# Liberty University Snowflex in Virginia



## bigbro0611 (Jul 15, 2011)

So i was gonna go to liberty sometime soon to try snowboarding on snowflex. I was wondering if anyone has been here or has been on snowflex at all,and how it compares to snow,and also how soft is it compared to snow?


----------



## slyder (Jan 18, 2010)

never done it if I ever get out in that area on a vacation I"m gonna try it.

I hear it is much like football astro turf. Some padding not much give, much harder hit then soft snow, not as bad as icey snow.

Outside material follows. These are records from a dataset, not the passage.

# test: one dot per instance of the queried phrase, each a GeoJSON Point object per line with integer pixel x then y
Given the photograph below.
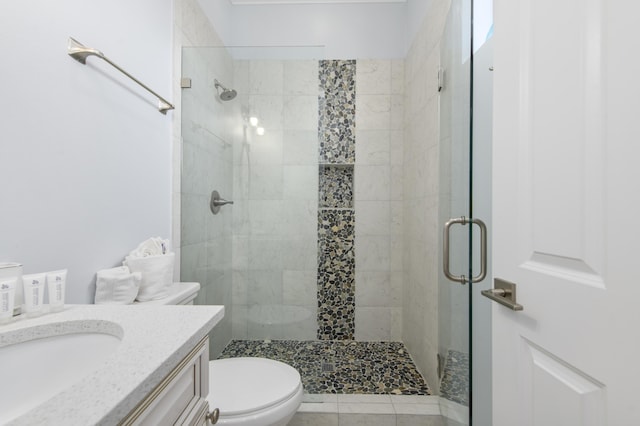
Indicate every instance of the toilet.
{"type": "Point", "coordinates": [248, 391]}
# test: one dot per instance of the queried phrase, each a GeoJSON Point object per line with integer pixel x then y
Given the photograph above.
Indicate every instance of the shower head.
{"type": "Point", "coordinates": [226, 94]}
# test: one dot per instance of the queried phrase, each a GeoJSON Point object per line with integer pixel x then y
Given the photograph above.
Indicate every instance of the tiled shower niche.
{"type": "Point", "coordinates": [336, 215]}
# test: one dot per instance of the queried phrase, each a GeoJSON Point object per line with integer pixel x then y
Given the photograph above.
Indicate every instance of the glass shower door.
{"type": "Point", "coordinates": [454, 289]}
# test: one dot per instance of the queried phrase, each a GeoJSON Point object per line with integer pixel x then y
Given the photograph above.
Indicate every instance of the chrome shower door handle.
{"type": "Point", "coordinates": [483, 250]}
{"type": "Point", "coordinates": [217, 202]}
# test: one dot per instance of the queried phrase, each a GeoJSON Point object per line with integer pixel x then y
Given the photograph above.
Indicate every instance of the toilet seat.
{"type": "Point", "coordinates": [252, 390]}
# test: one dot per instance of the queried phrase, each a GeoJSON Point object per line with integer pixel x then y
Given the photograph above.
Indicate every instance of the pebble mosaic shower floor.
{"type": "Point", "coordinates": [341, 367]}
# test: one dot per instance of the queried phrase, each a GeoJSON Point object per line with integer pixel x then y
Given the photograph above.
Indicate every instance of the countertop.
{"type": "Point", "coordinates": [154, 340]}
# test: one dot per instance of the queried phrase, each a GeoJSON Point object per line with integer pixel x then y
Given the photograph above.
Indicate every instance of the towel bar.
{"type": "Point", "coordinates": [79, 52]}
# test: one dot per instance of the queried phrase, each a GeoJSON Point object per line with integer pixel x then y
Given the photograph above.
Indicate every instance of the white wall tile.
{"type": "Point", "coordinates": [372, 147]}
{"type": "Point", "coordinates": [372, 253]}
{"type": "Point", "coordinates": [373, 289]}
{"type": "Point", "coordinates": [373, 324]}
{"type": "Point", "coordinates": [266, 77]}
{"type": "Point", "coordinates": [373, 112]}
{"type": "Point", "coordinates": [301, 78]}
{"type": "Point", "coordinates": [300, 182]}
{"type": "Point", "coordinates": [300, 147]}
{"type": "Point", "coordinates": [373, 76]}
{"type": "Point", "coordinates": [299, 288]}
{"type": "Point", "coordinates": [373, 218]}
{"type": "Point", "coordinates": [300, 112]}
{"type": "Point", "coordinates": [372, 183]}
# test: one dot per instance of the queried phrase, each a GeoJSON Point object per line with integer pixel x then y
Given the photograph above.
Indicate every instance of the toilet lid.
{"type": "Point", "coordinates": [243, 385]}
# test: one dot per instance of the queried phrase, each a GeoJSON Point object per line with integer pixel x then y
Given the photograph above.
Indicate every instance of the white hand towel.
{"type": "Point", "coordinates": [157, 274]}
{"type": "Point", "coordinates": [117, 286]}
{"type": "Point", "coordinates": [152, 247]}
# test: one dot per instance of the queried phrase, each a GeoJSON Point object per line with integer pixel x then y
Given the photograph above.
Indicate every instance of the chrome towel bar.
{"type": "Point", "coordinates": [79, 52]}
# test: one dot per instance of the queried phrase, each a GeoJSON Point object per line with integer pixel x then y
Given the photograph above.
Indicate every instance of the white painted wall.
{"type": "Point", "coordinates": [85, 166]}
{"type": "Point", "coordinates": [347, 31]}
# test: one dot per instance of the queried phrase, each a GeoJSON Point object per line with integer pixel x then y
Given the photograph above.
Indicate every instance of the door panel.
{"type": "Point", "coordinates": [563, 179]}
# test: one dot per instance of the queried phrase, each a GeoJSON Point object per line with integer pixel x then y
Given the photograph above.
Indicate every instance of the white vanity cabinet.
{"type": "Point", "coordinates": [180, 398]}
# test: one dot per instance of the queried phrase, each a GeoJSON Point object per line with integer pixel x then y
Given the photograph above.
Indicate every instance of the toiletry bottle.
{"type": "Point", "coordinates": [7, 299]}
{"type": "Point", "coordinates": [13, 270]}
{"type": "Point", "coordinates": [33, 293]}
{"type": "Point", "coordinates": [56, 282]}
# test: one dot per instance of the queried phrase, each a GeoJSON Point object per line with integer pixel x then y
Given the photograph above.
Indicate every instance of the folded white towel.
{"type": "Point", "coordinates": [157, 275]}
{"type": "Point", "coordinates": [117, 286]}
{"type": "Point", "coordinates": [152, 247]}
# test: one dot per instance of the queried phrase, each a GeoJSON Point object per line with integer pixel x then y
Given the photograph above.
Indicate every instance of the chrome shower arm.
{"type": "Point", "coordinates": [79, 52]}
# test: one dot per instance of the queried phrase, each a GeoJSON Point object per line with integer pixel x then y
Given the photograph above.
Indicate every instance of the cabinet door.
{"type": "Point", "coordinates": [180, 397]}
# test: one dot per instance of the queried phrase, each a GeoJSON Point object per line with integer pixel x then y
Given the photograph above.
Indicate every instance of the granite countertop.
{"type": "Point", "coordinates": [154, 339]}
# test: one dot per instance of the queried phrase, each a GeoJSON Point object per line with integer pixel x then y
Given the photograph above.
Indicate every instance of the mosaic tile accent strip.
{"type": "Point", "coordinates": [337, 111]}
{"type": "Point", "coordinates": [454, 385]}
{"type": "Point", "coordinates": [336, 258]}
{"type": "Point", "coordinates": [336, 275]}
{"type": "Point", "coordinates": [336, 187]}
{"type": "Point", "coordinates": [357, 367]}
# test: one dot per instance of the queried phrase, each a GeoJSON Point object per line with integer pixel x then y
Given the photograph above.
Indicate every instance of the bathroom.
{"type": "Point", "coordinates": [105, 175]}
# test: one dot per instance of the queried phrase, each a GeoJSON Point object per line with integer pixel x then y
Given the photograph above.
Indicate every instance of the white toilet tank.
{"type": "Point", "coordinates": [178, 294]}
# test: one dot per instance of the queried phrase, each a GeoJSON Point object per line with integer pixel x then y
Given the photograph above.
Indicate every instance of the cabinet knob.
{"type": "Point", "coordinates": [213, 416]}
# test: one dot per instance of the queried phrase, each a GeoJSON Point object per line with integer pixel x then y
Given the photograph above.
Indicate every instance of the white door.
{"type": "Point", "coordinates": [566, 209]}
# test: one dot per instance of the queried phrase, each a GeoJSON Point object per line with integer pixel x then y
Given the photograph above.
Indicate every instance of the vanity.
{"type": "Point", "coordinates": [108, 365]}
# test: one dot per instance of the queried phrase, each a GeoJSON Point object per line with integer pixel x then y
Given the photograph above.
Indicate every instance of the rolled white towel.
{"type": "Point", "coordinates": [118, 286]}
{"type": "Point", "coordinates": [155, 246]}
{"type": "Point", "coordinates": [157, 275]}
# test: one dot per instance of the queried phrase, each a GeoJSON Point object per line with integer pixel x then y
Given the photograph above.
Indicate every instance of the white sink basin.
{"type": "Point", "coordinates": [39, 362]}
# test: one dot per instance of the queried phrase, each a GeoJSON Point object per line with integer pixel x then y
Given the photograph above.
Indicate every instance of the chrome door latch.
{"type": "Point", "coordinates": [503, 292]}
{"type": "Point", "coordinates": [483, 250]}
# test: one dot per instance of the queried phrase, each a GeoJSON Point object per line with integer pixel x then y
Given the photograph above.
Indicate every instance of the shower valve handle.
{"type": "Point", "coordinates": [217, 202]}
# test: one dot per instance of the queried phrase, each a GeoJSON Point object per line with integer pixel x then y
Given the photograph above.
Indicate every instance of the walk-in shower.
{"type": "Point", "coordinates": [330, 257]}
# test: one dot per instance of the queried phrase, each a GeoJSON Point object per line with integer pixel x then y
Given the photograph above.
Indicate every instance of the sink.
{"type": "Point", "coordinates": [39, 362]}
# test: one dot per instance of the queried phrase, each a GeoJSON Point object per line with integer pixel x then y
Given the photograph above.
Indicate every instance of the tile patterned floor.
{"type": "Point", "coordinates": [341, 367]}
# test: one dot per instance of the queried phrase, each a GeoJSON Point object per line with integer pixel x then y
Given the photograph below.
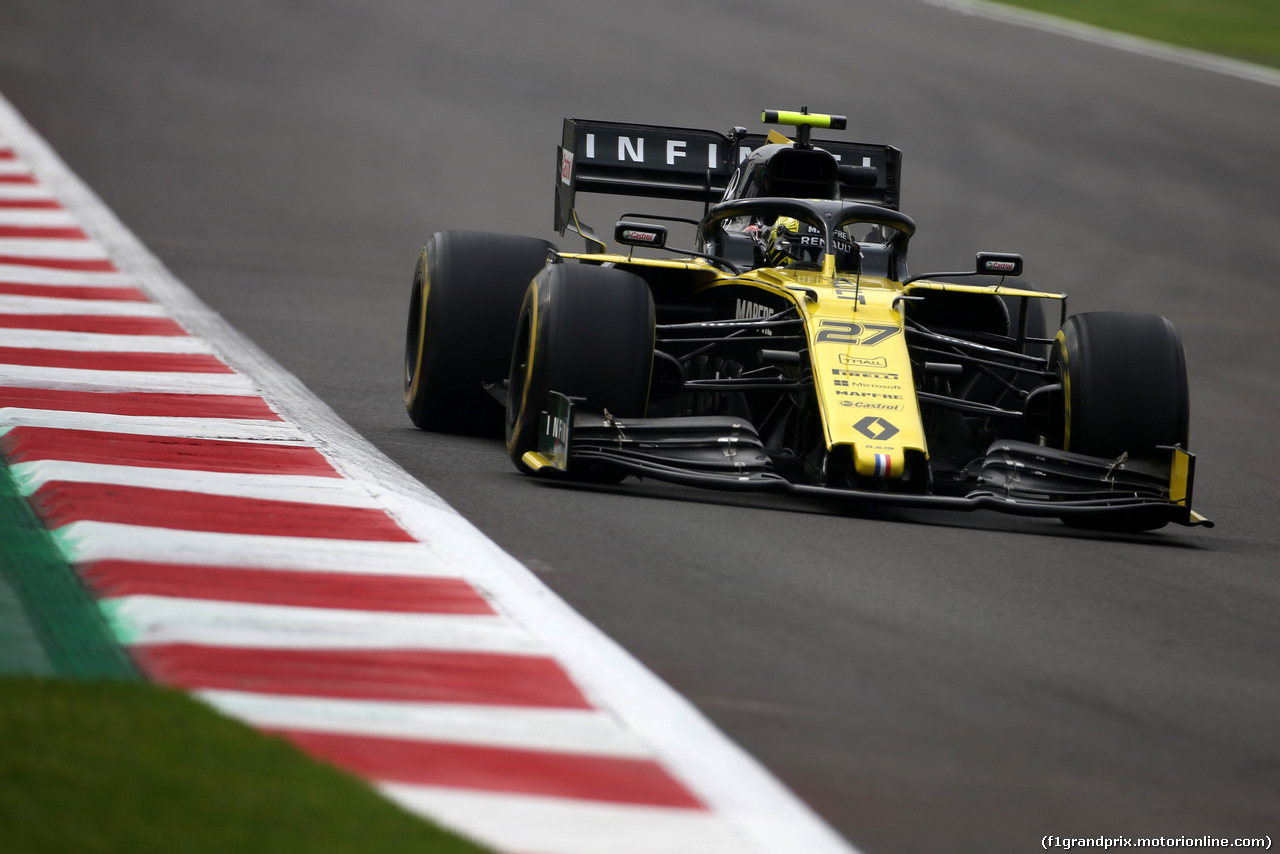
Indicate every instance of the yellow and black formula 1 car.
{"type": "Point", "coordinates": [790, 351]}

Take pics and let us know how it is....


----------



## RidePowder (Oct 30, 2008)

I've been to Liberty, Snowflex is nothing like astroturf. Its very much like the bottom of a stiff scrub brush, But it's soft too. The mountain is cushioned with padding . There's not a lot of grip so it's a lot like riding icy snow but soft like corduroy. Wear snow gear cuz bare skin will be removed if you slip out


----------



## slyder (Jan 18, 2010)

I guess I was meaning like football turf there is some padding but not much. Giving what can be jarring impact, like from football turf. 
again, I haven't riden it, but have been slammed on football turf.


----------



## RidePowder (Oct 30, 2008)

it's about as soft as a gymnastics floor, that's about the best I can compare it to


----------